On the User Perception of Security Risks of TAP Rules: A User Study

Trigger-Action Platforms (TAPs) provide users with enhanced control to automate interactions between IoT devices using rules that consist of trigger conditions and actions that get executed when the triggers are fired. To better describe the behavior of these rules from the perspective of reuse and sharing, end-users can provide natural language descriptions. Unfortunately, TAPs do not assess these descriptions, which can result in unintentional exposure of sensitive information about the user’s smart environment, and consequently, pose significant security and privacy threats. In this paper, we present a study involving end-users to evaluate the plausibility of cyberattacks that leverage information inferred from rules of the IFTTT platform, also known as applets.
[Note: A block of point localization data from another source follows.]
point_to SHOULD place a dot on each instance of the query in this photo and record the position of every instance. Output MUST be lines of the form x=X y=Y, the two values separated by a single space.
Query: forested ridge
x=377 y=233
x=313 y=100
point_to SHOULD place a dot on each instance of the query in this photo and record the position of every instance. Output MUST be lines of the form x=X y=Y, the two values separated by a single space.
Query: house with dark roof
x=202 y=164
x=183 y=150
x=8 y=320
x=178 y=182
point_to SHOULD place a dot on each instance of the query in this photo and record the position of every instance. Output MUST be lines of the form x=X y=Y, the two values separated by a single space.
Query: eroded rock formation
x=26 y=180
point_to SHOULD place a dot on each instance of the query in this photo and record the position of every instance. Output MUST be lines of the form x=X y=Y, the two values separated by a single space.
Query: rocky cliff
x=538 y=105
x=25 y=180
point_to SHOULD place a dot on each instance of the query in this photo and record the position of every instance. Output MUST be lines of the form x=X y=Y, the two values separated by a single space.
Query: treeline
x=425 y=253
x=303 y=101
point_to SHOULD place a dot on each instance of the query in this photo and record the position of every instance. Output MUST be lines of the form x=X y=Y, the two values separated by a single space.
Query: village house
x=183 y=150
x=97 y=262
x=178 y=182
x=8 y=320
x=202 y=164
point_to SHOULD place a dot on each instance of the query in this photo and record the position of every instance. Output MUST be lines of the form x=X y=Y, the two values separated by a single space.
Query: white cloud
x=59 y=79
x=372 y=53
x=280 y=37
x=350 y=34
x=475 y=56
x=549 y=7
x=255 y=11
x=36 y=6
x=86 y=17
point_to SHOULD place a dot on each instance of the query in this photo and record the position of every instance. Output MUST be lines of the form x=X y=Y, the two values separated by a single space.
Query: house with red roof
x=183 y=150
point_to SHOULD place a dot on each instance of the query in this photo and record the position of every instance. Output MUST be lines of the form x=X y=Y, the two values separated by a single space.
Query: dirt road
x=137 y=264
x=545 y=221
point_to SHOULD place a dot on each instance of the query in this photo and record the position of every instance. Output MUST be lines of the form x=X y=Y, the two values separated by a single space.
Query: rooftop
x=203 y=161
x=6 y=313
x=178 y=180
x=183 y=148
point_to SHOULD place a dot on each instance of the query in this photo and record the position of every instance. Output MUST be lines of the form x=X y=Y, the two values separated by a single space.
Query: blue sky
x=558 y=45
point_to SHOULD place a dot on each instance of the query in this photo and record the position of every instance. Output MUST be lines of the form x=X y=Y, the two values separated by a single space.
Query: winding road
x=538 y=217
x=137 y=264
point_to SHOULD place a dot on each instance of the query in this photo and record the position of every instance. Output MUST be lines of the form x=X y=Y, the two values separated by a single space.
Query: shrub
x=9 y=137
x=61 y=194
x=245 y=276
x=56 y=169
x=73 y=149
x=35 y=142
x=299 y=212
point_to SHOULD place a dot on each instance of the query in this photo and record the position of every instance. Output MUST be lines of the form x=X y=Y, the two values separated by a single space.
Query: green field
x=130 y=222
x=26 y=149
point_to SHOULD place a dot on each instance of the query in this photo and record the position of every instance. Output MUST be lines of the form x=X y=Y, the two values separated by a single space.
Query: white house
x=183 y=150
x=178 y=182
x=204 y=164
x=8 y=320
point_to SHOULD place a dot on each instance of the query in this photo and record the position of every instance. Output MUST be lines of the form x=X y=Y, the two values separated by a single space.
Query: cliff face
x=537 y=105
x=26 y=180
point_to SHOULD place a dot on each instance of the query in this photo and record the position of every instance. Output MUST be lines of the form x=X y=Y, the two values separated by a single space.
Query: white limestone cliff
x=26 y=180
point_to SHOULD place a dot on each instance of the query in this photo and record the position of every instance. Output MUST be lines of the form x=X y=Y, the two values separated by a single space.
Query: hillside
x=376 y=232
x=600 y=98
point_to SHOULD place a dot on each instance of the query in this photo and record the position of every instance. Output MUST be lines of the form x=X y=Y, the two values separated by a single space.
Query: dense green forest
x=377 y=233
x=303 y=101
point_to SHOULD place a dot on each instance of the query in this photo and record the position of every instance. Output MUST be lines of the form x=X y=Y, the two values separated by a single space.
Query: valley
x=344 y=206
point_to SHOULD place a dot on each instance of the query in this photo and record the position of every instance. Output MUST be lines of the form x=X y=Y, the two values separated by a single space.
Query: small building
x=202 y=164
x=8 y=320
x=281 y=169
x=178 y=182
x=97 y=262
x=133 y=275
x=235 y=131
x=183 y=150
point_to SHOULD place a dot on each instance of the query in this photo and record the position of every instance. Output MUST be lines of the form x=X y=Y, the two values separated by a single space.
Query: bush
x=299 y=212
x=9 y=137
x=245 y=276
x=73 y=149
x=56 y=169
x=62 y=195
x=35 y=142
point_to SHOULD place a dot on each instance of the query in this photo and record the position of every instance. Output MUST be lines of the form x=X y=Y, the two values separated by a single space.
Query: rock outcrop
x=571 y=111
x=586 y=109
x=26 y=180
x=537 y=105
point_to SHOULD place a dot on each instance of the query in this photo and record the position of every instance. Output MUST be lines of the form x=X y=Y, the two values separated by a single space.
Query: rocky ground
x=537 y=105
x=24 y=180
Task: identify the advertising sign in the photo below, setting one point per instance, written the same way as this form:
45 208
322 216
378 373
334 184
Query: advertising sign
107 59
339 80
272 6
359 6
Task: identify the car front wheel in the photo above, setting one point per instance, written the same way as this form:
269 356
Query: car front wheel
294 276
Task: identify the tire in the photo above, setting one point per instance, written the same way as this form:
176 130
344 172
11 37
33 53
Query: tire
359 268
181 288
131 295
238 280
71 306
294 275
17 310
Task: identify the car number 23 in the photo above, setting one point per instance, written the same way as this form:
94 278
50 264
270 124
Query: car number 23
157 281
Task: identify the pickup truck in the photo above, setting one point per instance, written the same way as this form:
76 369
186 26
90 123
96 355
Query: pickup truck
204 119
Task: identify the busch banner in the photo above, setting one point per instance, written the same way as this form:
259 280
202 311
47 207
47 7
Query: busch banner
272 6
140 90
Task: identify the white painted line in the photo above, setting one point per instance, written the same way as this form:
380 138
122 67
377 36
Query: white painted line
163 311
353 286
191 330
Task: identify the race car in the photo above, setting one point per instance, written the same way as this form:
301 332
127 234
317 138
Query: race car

The study recruited 30 participants of varying technical proficiency, to investigate the degree of perceived risk when exposed to attack scenarios involving specific smart objects. ChatGPT was utilized to automatically generate descriptions of potential cyberattacks based on sensitive information inferred from applets by using NLP techniques. The findings highlight that users, particularly experts, considered attack scenarios highly plausible, especially given the ease of access to such sensitive information as a user’s routine schedule or home environment. Qualitative analysis revealed that users were overall very concerned about how information in trigger-action rule descriptions could give malicious individuals important clues to plan cyberattacks. Finally, based on the study results, we draw some recommendations to the EUD community to improve the security of the interaction with TAPs.